Celal BAŞLANGIÇ
Bir tren faciası yaşanmış.
Resmi açıklamaya göre 24 ölü, yüzlerce yaralı var.
Kaza falan değil, sadece bir siyasi yapının iktidar olma anlayışıyla göz göre göre gelen bir katliam.
Ancak gelin görün ki, CHP Sözcüsü buyuruyor:
“Tren kazasını siyasi tartışma malzemesi yapmayacağız.”
Yapmayın elbette. O siyasi partilerin işi.
Özellikle 24 Haziran gecesinden bu yana CHP bir siyasi partiden çok dün başlayan yeni rejimin teşrifatçısı olmuş durumda zaten.
Seçim gecesi de aynı zat hikmet buyurmuştu:
“Cumhurbaşkanlığı seçimi ikinci tura kalacak.”
Sonra gece yarısı çıkıp “yenilgiyi” kabul etmişti.
Daha doğrusu kabul etmek zorundaydı. Çünkü elinde itiraz edeceği hiçbir veri yoktu.
Sadece Anadolu Ajansı’nın ve YSK’nin söylediklerine inanmak zorundaydı.
Aynı nedenle Muharrem İnce de saat 17.00’den sonra ortadan kaybolmuştu.
Herkes İnce’ye aynı şeyi soruyordu:
“Ne oldu cüppeleriyle bekleyen 50 bin avukat, hepsini YSK’nın önünde toplayacaktın?”
Nasıl toplasın ki?
“Haydi arkadaşlar! İtirazımız var, YSK’ya yürüyoruz” diyebilmesi için elinde AA’nın ve YSK’nın dışında bir veri olması gerek.
Var mıydı, yoktu.
Koskoca bir anamuhalefet partisi, seferber ettiği yüzbinlerce insanın gözüne baka baka iktidara göbekten bağlı manipülatif yayın yapan bir devlet ajansına ve artık Saray’ın hükümranlık alanı dahilinde bir kuruma bırakmıştı seçimin güvenliğini.
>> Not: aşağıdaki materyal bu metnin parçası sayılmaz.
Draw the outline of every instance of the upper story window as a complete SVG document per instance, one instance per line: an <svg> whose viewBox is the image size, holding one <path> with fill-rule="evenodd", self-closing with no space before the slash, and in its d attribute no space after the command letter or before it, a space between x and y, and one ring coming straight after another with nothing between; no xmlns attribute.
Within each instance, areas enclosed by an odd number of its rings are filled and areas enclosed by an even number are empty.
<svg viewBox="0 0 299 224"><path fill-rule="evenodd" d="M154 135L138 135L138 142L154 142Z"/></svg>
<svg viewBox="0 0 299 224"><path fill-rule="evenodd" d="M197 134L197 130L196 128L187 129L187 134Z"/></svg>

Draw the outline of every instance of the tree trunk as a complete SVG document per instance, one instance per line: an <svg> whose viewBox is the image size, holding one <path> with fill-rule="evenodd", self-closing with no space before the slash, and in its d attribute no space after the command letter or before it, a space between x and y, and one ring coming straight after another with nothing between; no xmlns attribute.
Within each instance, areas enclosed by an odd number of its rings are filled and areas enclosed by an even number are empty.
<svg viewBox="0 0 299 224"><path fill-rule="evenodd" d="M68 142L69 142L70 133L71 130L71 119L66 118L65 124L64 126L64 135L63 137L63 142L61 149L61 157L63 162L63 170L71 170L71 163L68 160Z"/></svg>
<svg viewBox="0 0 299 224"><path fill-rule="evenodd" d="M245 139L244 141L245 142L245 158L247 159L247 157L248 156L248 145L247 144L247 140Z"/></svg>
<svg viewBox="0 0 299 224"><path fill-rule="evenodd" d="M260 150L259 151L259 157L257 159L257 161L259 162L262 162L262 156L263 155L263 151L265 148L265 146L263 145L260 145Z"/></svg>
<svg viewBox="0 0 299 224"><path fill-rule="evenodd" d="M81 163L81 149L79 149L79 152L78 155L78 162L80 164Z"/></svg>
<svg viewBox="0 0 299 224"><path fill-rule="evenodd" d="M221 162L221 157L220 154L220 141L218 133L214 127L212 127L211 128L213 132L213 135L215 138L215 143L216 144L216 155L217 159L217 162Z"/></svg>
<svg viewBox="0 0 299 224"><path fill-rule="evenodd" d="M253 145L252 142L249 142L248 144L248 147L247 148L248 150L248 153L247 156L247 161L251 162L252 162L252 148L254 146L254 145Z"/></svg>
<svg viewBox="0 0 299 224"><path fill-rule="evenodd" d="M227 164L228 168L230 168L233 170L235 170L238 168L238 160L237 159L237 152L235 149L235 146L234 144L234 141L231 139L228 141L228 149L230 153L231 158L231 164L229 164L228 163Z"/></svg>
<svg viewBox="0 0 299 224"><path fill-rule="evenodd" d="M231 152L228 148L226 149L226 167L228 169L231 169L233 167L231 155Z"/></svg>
Oysa, sandık başlarından sağlıklı sonuç alınabilmesi için bir Adil Seçim Platformu oluşturulmuştu.
Farklı siyasi partilerin ve STK’ların katılımıyla geniş ve doğru platform oluşturulmuştu.
Ancak seçim günü çalışmayan Adil Seçim Platformu değil, Adil Seçim Mobil Uygulaması’ydı.
Biz de Artı TV ve Artı Gerçek olarak seçim günü AA’nın manipülasyonuna alet olmamak için devletin ajansının verdiği sonuçları sadece kıyaslamak için kullanma kararı almıştık.
Günlerce Adil Seçim Platformu’yla ilişkimizi sürdürdük.
Amacımız onların sonuç verme şablonuna göre televizyona ve siteye uygun grafikler hazırlamaktı.
Uzun süre “Bugün hazır değil, yarın konuşalım” yanıtını aldık.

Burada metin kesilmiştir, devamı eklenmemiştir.